А что слышишь. — Она опять передохнула. — Отец-то, Маркел, значит, всё талдычил, пока был жив: «Не говори, мать, не говори. Любить нас не будет». Ну а теперь поскольку его нет, а я при смерти, скажу, как на духу.

Василиса тихо удалилась, чтобы не слышать разговора сына с матерью.

Прасковья закрыла глаза и показалось, что впала в забытьё, но это было не так. Она, видно, подбирала слова, которые хотела сказать.

— О чём ты, маманька? — Антип не понимал, о чём завела мать разговор. Может, впервые за многие годы, прожитые бок о бок с родителями, он воочию осознал, что теряет вторую опору в жизни — мать. Когда родители были рядом, он не замечал их, это было так естественно, что они подле, как то, что есть солнце, луна, смена дня и ночи, а теперь, глядя на высохшее длинное тело матери под лоскутным одеяльцем, защемило у него в груди и больно стало, и стал он как бы сиротой. Вот она уйдёт и останется он один на всём белом свете…

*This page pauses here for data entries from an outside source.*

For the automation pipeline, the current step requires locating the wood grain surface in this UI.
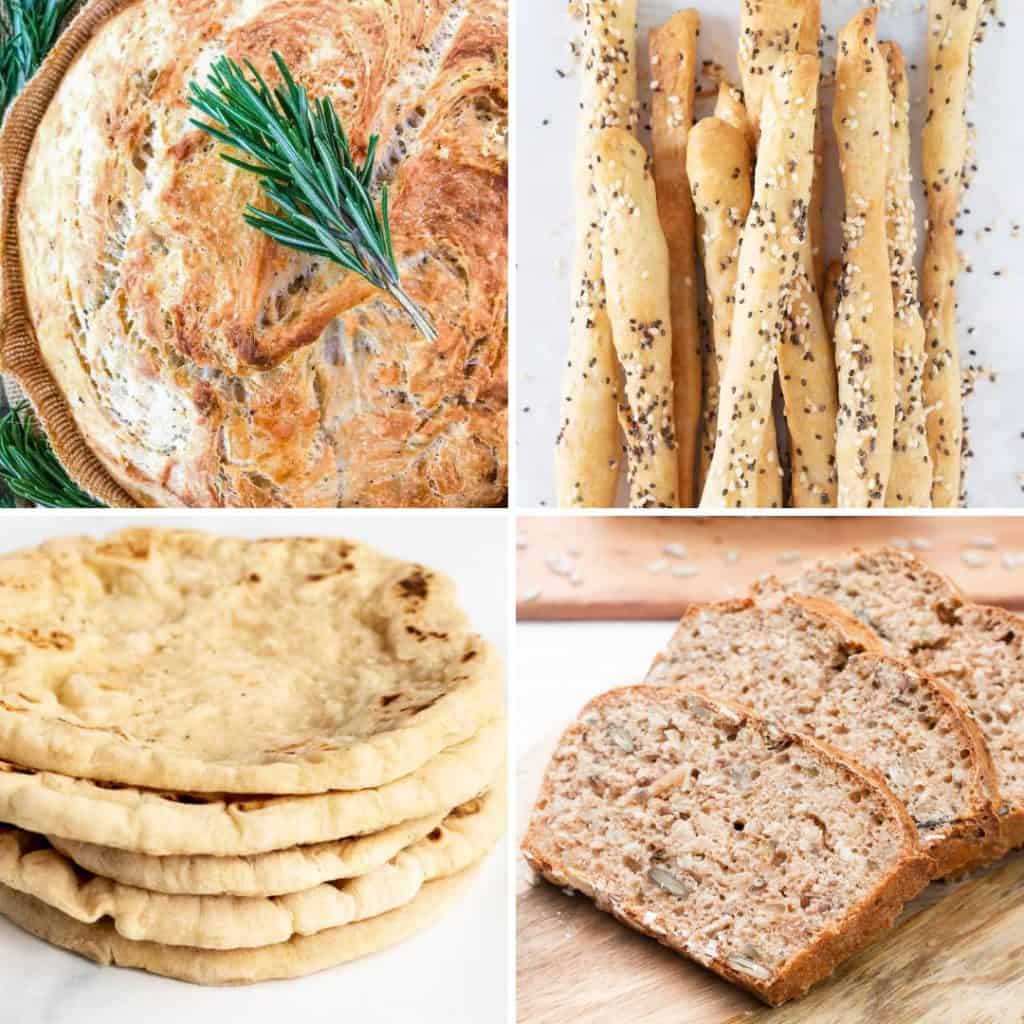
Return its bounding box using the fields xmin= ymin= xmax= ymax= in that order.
xmin=516 ymin=735 xmax=1024 ymax=1024
xmin=516 ymin=515 xmax=1024 ymax=618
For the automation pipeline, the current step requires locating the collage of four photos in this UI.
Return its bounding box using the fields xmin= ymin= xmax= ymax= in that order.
xmin=0 ymin=0 xmax=1024 ymax=1024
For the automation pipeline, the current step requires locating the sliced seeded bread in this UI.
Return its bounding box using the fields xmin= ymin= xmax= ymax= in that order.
xmin=756 ymin=548 xmax=1024 ymax=849
xmin=647 ymin=597 xmax=999 ymax=878
xmin=522 ymin=686 xmax=930 ymax=1006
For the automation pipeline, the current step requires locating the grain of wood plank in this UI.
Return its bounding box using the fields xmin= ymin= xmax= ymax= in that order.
xmin=516 ymin=737 xmax=1024 ymax=1024
xmin=516 ymin=515 xmax=1024 ymax=621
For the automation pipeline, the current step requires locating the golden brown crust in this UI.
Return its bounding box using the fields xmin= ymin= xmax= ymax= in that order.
xmin=650 ymin=8 xmax=701 ymax=508
xmin=520 ymin=686 xmax=931 ymax=1006
xmin=4 ymin=0 xmax=507 ymax=506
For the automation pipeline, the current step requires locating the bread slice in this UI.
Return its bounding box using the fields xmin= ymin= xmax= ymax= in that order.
xmin=647 ymin=597 xmax=999 ymax=878
xmin=522 ymin=686 xmax=930 ymax=1006
xmin=756 ymin=548 xmax=1024 ymax=849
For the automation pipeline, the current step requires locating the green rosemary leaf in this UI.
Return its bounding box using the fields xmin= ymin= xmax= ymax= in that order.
xmin=188 ymin=52 xmax=437 ymax=341
xmin=0 ymin=404 xmax=103 ymax=509
xmin=0 ymin=0 xmax=74 ymax=116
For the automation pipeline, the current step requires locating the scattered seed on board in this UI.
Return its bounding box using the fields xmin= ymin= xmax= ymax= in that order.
xmin=544 ymin=556 xmax=572 ymax=577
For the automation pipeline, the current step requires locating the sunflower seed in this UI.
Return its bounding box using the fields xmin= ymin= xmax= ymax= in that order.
xmin=647 ymin=866 xmax=693 ymax=896
xmin=608 ymin=725 xmax=636 ymax=754
xmin=726 ymin=953 xmax=771 ymax=981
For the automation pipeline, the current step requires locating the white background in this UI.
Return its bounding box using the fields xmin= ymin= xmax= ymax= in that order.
xmin=0 ymin=511 xmax=509 ymax=1024
xmin=514 ymin=0 xmax=1024 ymax=507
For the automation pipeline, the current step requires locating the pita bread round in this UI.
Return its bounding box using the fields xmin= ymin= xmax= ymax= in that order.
xmin=0 ymin=867 xmax=483 ymax=985
xmin=47 ymin=811 xmax=444 ymax=896
xmin=0 ymin=788 xmax=505 ymax=949
xmin=0 ymin=528 xmax=503 ymax=794
xmin=0 ymin=719 xmax=505 ymax=857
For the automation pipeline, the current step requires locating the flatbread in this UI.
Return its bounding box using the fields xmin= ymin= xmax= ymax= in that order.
xmin=0 ymin=786 xmax=505 ymax=949
xmin=0 ymin=529 xmax=504 ymax=794
xmin=0 ymin=719 xmax=505 ymax=857
xmin=0 ymin=868 xmax=483 ymax=985
xmin=47 ymin=811 xmax=445 ymax=896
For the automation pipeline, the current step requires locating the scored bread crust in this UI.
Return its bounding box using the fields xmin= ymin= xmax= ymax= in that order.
xmin=521 ymin=685 xmax=931 ymax=1006
xmin=648 ymin=594 xmax=1004 ymax=879
xmin=4 ymin=0 xmax=507 ymax=507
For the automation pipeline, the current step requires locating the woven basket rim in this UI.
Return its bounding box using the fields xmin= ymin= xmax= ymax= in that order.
xmin=0 ymin=0 xmax=147 ymax=508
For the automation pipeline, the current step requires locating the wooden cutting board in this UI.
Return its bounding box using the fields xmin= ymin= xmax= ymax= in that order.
xmin=516 ymin=736 xmax=1024 ymax=1024
xmin=516 ymin=515 xmax=1024 ymax=618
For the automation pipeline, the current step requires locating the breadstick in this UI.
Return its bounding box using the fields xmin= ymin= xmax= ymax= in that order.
xmin=921 ymin=0 xmax=981 ymax=508
xmin=555 ymin=0 xmax=637 ymax=508
xmin=594 ymin=128 xmax=679 ymax=508
xmin=649 ymin=10 xmax=701 ymax=507
xmin=833 ymin=7 xmax=895 ymax=508
xmin=714 ymin=79 xmax=758 ymax=153
xmin=737 ymin=0 xmax=821 ymax=137
xmin=821 ymin=259 xmax=843 ymax=338
xmin=700 ymin=54 xmax=818 ymax=508
xmin=879 ymin=43 xmax=932 ymax=508
xmin=686 ymin=116 xmax=782 ymax=507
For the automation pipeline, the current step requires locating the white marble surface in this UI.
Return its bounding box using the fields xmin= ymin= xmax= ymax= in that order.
xmin=515 ymin=0 xmax=1024 ymax=508
xmin=0 ymin=511 xmax=509 ymax=1024
xmin=513 ymin=622 xmax=676 ymax=758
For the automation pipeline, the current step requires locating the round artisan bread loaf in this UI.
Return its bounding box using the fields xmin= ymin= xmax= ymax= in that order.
xmin=8 ymin=0 xmax=507 ymax=507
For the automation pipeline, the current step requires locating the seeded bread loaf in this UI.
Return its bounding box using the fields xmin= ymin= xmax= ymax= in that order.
xmin=647 ymin=597 xmax=999 ymax=878
xmin=756 ymin=548 xmax=1024 ymax=848
xmin=522 ymin=686 xmax=929 ymax=1006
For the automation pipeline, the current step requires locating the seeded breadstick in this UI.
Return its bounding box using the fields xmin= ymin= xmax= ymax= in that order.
xmin=686 ymin=115 xmax=782 ymax=507
xmin=700 ymin=54 xmax=818 ymax=508
xmin=833 ymin=7 xmax=895 ymax=508
xmin=921 ymin=0 xmax=981 ymax=508
xmin=594 ymin=128 xmax=679 ymax=508
xmin=778 ymin=0 xmax=837 ymax=508
xmin=649 ymin=10 xmax=700 ymax=507
xmin=715 ymin=79 xmax=758 ymax=153
xmin=821 ymin=259 xmax=843 ymax=338
xmin=555 ymin=0 xmax=637 ymax=508
xmin=738 ymin=0 xmax=821 ymax=136
xmin=879 ymin=43 xmax=932 ymax=508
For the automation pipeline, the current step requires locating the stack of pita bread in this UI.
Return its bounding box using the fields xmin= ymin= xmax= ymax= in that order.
xmin=0 ymin=529 xmax=506 ymax=984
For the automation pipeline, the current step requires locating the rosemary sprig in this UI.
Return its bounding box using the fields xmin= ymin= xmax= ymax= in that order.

А Прасковья, открыв глаза, продолжала:

— Может, и прав был Маркел, не стоило об этом говорить, но раз начала, надо закончить.

— Я тебя не пойму, маманька, — сказал Антип, в душе предчувствуя что-то такое, отчего у него похолодеет сердце. И не ошибся.

— Подай водицы… В ковшичек зачерпни из ведёрка в сенцах. Похолодней… Губы сохнут…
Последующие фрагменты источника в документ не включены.